Trying to run some problems using GPU in perlmutter.

However, the output file says that I'm stuck at initializing rate table, and stops due to time limit. The content in the output file is something like:

Initializing CUDA...
CUDA initialized with 1 GPU per MPI rank; 64 GPU(s) used in total
MPI initialized with 64 MPI processes
MPI initialized with thread support level 3
AMReX (22.09-18-g3e5cc7780280) initialized

Starting run at 05:31:02 UTC on 2022-10-29.
Successfully read inputs file ... 

Castro git describe: 22.09-3-g41697201c
AMReX git describe: 22.09-18-g3e5cc7780
Microphysics git describe: 22.09

reading extern runtime parameters ...

 Initializing rate table
slurmstepd: error: *** STEP 3515755.0 ON nid001025 CANCELLED AT 2022-10-29T07:31:00 DUE TO TIME LIMIT ***
slurmstepd: error: *** JOB 3515755 ON nid001025 CANCELLED AT 2022-10-29T07:31:00 DUE TO TIME LIMIT ***

Then I tried to run cuda-memcheck with the executable. I see a warning/error message saying: ========= Program hit CUDA_ERROR_INVALID_VALUE (error 1) due to "invalid argument" on CUDA API call to cuPointerGetAttribute. But, it is actually doing calculations because I see that it is initializing grids and other stuff.

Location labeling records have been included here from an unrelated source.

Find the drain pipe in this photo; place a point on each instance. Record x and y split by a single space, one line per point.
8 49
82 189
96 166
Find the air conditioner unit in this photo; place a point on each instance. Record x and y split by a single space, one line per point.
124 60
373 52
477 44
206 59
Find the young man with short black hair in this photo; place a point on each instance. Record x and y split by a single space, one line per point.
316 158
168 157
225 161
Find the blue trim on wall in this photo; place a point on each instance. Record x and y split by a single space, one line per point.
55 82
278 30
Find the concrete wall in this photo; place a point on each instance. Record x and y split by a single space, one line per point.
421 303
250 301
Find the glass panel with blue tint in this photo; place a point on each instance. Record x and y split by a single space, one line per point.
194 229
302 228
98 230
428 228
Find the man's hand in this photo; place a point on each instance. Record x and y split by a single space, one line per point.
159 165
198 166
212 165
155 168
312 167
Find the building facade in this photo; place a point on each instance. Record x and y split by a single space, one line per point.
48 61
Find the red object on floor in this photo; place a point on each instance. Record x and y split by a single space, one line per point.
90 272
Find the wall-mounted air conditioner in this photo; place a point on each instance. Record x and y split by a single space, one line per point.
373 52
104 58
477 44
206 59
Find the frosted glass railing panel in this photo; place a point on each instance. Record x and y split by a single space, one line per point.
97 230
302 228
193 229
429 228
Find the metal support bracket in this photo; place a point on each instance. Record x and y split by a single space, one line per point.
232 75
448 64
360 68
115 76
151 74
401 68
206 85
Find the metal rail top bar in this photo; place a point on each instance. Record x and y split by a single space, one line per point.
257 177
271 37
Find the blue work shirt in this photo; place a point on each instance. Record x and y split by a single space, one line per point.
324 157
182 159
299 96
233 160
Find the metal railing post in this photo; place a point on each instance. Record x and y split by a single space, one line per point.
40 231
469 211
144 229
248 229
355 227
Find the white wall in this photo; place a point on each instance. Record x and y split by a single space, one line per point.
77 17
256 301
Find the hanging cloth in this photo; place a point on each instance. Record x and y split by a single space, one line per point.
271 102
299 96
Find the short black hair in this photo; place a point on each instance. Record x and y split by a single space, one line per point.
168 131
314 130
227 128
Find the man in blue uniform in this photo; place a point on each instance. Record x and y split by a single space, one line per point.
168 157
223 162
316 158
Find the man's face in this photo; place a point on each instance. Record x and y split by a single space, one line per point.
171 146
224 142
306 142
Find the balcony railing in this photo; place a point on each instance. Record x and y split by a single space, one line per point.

Then I tried to test cuda-memcheck on the Sedov problem executable, and have the same error message of CUDA_ERROR_INVALID_VALUE. But, I was able to just run the executable and run things nicely according to the output file.

zhichen3 commented 1 year ago

I also tried setting network.use_tables = 0. But it still doesn't seem to work.

zingale commented 1 year ago

can you update to the latest versions of AMReX, Castro, and Microphysics and try again?

zingale commented 1 year ago

also, what is the name of the inputs file you are using?

zhichen3 commented 1 year ago

I'll try again, I'm using inputs_He/inputs.He.1000Hz

zingale commented 1 year ago

I can reproduce this.

If I turn off the rate tables, it hangs on

reading extern runtime parameters ...

So I think that's actually where the problem lies.

zingale commented 1 year ago

note: the problem is still there all the way back for version 22.06 (haven't tried earlier)

zingale commented 1 year ago

The problem seems to be in eos_init()

If I add prints in Castro_setup.cpp, I get past read_params(), extern_init(), init_prob_parameters(), network_init()

zingale commented 1 year ago

this issue is the broadcast of the helmeos table:

Commenting out:

    amrex::ParallelDescriptor::Bcast(&f[0][0][0],    9 * imax * jmax);
    amrex::ParallelDescriptor::Bcast(&dpdf[0][0][0], 4 * imax * jmax);
    amrex::ParallelDescriptor::Bcast(&ef[0][0][0],   4 * imax * jmax);
    amrex::ParallelDescriptor::Bcast(&xf[0][0][0],   4 * imax * jmax);

and doing the read on all procs makes things work.

Going to close this issue and open one in Microphysics to handle a proper fix.